As a final consideration, it is important to note that the semi-automatic segmentation tool significantly reduced human costs in terms of manpower and time with respect to a manual approach. Moreover, the segmentation of a single patient may require from 10to 60 min when performed manually against the 2–6 min necessary with an automatic tool, depending on computer and software specifics. It is noteworthy that manual segmentation, which is feasible only with small patient cohorts, may achieve a slightly better predictive performance [
6,
8]. On the other hand, the time utilized by trained radiologists to manually segment all the chest CT images may be unavailable in a busy department, especially during pandemic events.
Some of the limitations of the present study include the imbalanced nature of the majority of the clinical variables available as well as the reduced number of clinical features available.
However, this may also represent one of the strong points of the study, since it showed that, even with a basic amount of information, it was still possible to obtain acceptable results.

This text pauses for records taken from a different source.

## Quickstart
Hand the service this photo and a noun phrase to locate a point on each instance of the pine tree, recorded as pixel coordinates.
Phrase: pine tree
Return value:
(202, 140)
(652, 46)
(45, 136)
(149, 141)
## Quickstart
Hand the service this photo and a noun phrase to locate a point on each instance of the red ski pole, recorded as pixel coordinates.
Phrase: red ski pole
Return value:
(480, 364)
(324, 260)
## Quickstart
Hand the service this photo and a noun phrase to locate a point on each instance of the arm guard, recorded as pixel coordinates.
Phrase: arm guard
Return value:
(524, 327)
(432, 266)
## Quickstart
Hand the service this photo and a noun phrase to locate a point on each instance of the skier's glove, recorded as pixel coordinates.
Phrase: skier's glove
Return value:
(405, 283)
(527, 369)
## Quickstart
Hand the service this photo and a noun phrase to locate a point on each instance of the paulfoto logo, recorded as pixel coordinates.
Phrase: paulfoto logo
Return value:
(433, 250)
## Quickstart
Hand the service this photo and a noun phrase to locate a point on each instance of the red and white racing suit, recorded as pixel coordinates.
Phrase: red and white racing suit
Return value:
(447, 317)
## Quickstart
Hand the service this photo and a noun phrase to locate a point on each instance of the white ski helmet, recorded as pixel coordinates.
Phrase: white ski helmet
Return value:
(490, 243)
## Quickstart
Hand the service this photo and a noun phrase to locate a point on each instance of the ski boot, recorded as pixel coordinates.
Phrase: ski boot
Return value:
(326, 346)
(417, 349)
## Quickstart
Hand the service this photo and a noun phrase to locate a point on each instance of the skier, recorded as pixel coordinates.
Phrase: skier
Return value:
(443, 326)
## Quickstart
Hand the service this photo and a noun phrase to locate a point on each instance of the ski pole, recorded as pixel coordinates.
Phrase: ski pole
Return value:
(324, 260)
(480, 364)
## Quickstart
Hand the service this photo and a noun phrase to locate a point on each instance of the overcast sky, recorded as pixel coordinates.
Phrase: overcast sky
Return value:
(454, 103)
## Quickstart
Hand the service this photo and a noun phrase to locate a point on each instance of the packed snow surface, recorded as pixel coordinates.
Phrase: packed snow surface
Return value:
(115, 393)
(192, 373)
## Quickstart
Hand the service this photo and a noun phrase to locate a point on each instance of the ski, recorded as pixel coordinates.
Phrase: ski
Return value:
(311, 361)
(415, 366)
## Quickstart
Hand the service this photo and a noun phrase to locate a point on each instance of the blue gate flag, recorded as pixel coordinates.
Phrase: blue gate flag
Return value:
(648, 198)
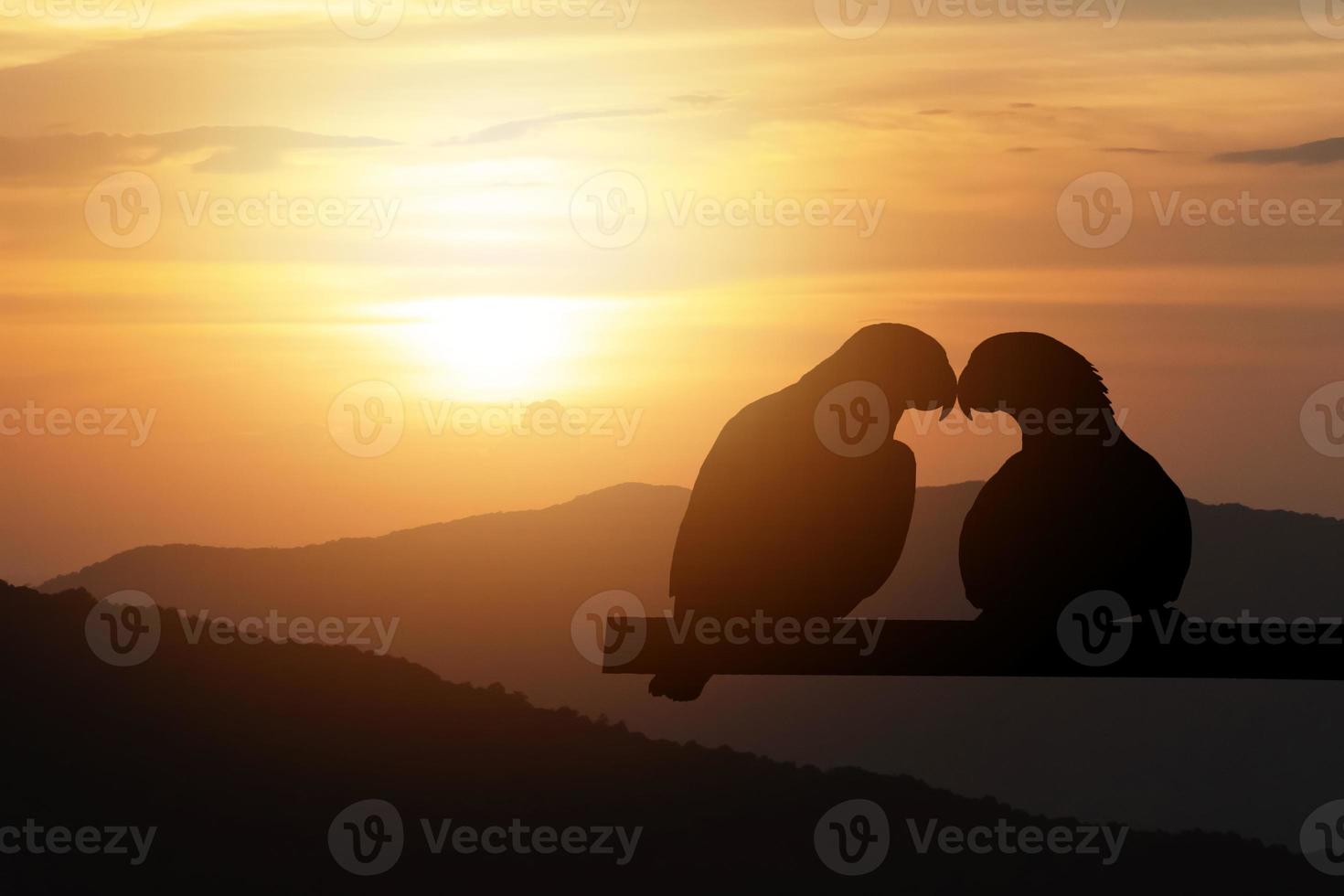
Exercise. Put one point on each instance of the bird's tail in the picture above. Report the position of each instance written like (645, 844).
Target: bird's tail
(680, 687)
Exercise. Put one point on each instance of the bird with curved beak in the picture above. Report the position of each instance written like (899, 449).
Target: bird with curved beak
(1080, 508)
(803, 506)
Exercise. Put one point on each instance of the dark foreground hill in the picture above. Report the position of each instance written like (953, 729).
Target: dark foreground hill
(491, 598)
(242, 756)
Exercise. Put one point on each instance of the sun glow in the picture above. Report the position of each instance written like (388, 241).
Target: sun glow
(492, 348)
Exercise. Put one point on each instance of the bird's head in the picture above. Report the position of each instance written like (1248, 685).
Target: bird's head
(906, 363)
(1017, 372)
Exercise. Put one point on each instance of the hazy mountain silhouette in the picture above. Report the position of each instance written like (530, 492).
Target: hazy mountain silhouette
(491, 598)
(242, 756)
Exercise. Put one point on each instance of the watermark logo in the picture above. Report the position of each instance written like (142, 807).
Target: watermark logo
(1090, 629)
(1097, 209)
(609, 627)
(852, 19)
(1323, 838)
(540, 420)
(1323, 420)
(368, 837)
(366, 19)
(123, 211)
(852, 838)
(611, 209)
(1326, 17)
(852, 420)
(123, 629)
(525, 840)
(368, 420)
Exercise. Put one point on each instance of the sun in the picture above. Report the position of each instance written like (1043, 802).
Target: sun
(499, 348)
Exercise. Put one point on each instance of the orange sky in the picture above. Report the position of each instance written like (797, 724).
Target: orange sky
(456, 156)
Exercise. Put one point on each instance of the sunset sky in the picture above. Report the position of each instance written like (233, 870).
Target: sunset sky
(456, 155)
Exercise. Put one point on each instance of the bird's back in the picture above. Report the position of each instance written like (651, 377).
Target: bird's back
(1050, 527)
(778, 521)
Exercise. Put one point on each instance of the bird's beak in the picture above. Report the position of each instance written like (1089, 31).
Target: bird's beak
(949, 400)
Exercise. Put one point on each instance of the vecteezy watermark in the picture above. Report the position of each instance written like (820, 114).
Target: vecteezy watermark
(534, 418)
(620, 12)
(123, 629)
(372, 19)
(368, 837)
(1324, 16)
(355, 632)
(133, 14)
(852, 420)
(852, 19)
(1106, 11)
(1321, 838)
(1090, 629)
(609, 627)
(58, 840)
(366, 19)
(108, 422)
(273, 209)
(1103, 423)
(1321, 420)
(1008, 838)
(612, 209)
(368, 420)
(125, 211)
(1093, 630)
(852, 837)
(1097, 209)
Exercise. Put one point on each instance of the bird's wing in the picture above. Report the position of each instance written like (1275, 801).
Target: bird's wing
(778, 523)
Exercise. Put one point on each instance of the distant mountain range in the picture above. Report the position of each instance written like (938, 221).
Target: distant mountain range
(249, 769)
(491, 598)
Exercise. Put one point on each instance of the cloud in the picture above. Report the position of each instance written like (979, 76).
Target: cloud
(514, 129)
(58, 157)
(1320, 152)
(698, 98)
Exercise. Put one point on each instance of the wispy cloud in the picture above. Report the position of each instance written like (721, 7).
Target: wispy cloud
(520, 126)
(1320, 152)
(54, 157)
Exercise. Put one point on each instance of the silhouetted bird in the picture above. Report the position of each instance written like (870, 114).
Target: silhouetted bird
(803, 504)
(1080, 508)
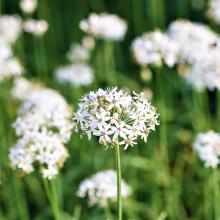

Another similar point is that of the length of time from the date of the CT scan to the outcome. It is a clear limitation since only the first CT was considered, hence concealing all the disease progression after the first scan. However, it showed that it was possible to have a quick and reliable evaluation of patients at admission, allowing better allocation of hospital resources.
Some future prospects in this regard may include an additional analysis of the dataset in a delta-radiomics setting in which disease progression is also included in the patient evaluation by looking at the changes in radiomic features in successive CT scans.
Another interesting prospect would be to additionally investigate the relationship between patient characteristics, such as age, and radiomic variables extracted from various organs.